Let me clarify the question first.
- $\mu$ is a probability distribution over the sample space $S=\{0,1\}^n \times \{0,1\}^n$.
- A combinatorial rectangle (or just rectangle) $R$ is a subset of $S$ of the form $A\times B$, where $A\subseteq \{0,1\}^n$ and $B\subseteq \{0,1\}^n$.
- For all $x\in \{0,1\}^n$, we can think of $x$ as the characteristic vector of a subset of $\{1, \cdots, n\}$. That is, $x=(x_1, x_2, \cdots, x_n)$ where $x_i=1$ if and only if $i$ is in that subset. We may abuse $x$ to mean that subset.
- We define $Disj(x, y) = 1$ for $x,y\in \{0,1\}^n$ if and only if the subset $x$ and the subset $y$ are disjoint. ($Disj(x, y) = 0$ if and only if they are not disjoint.)

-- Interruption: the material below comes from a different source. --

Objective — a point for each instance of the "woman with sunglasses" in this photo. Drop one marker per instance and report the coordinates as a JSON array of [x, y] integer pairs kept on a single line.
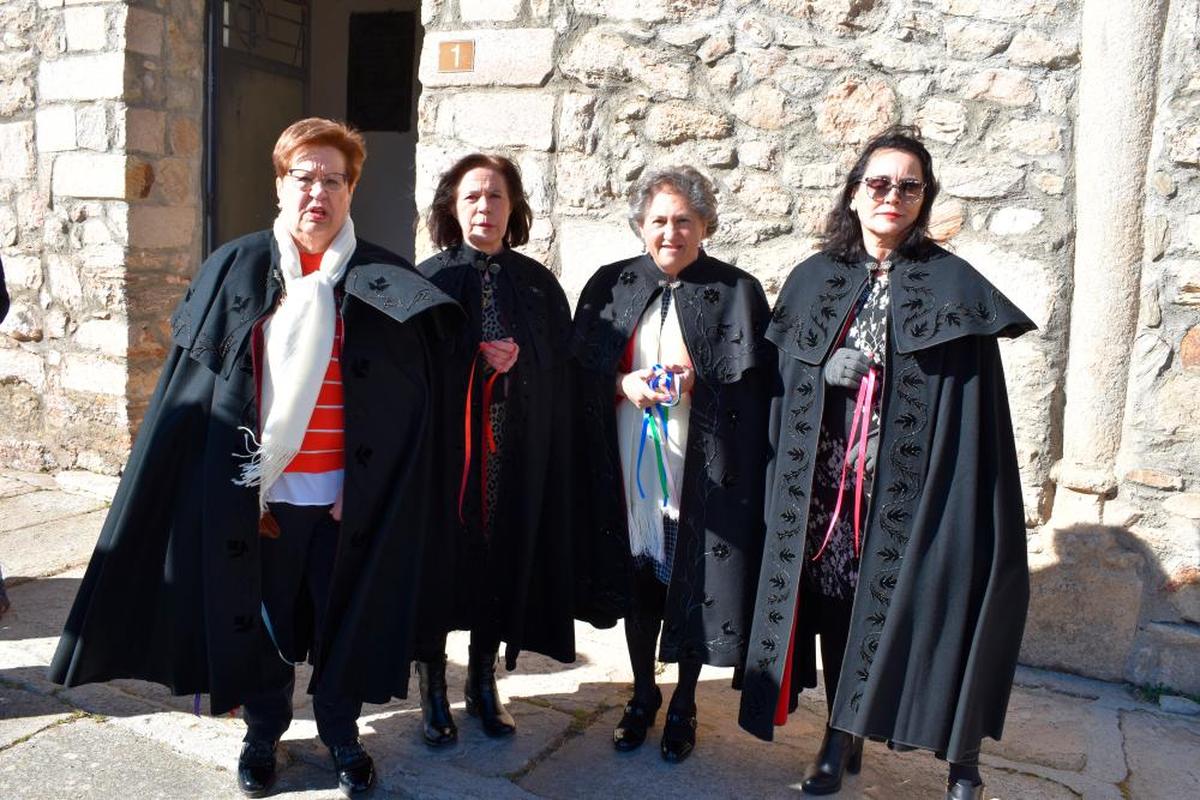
[[894, 521]]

For the sake of contradiction, suppose that $Disc_\mu(Disj) < \frac{1}{2n+1}$.
So, $Disc_\mu(S,Disj) = \left|\Pr_\mu [Disj(x,y)=1] - \Pr_\mu[Disj(x,y) =0] \right| < \frac{1}{2n+1}\tag{1},$
and $Disc_\mu(R_i,Disj) \lt \frac{1}{2n+1}\tag{2},$
where $R_i=X_i\times X_i$, $X_i$ is the set of all $x\in \{0,1\}^n$ that are subsets of $\{1, \cdots, n\}$ that contain $i$.
Since $Disj(x,y)=1$ means $x,y\in X_i$ for some $i$,
$$\begin{aligned}\Pr_\mu [Disj(x,y)=1] &\le\sum_{i=1}^n\Pr_\mu [(x,y)\in X_i\times X_i]\\
&=\sum_{i=1}^n\left|\Pr_\mu[(x,y) \in R_i \wedge Disj(x,y)=1] - \Pr_\mu[(x,y) \in R_i \wedge Disj(x,y) =0] \right|\\
&=\sum_{i=1}^n Disc_\mu(R_i,Disj) \lt \frac{n}{2n+1}
\end{aligned}$$
Combining the inequality (1), we know that $$\Pr_\mu [Disj(x,y)=0] \lt \frac {n+1}{2n+1}.$$
So $\Pr_\mu [Disj(x,y)=1] + \Pr_\mu[Disj(x,y) =0] <1$. However, the left hand side should be 1 since $Disj(x,y)$ is either 1 or 0. That is a contradiction. QED.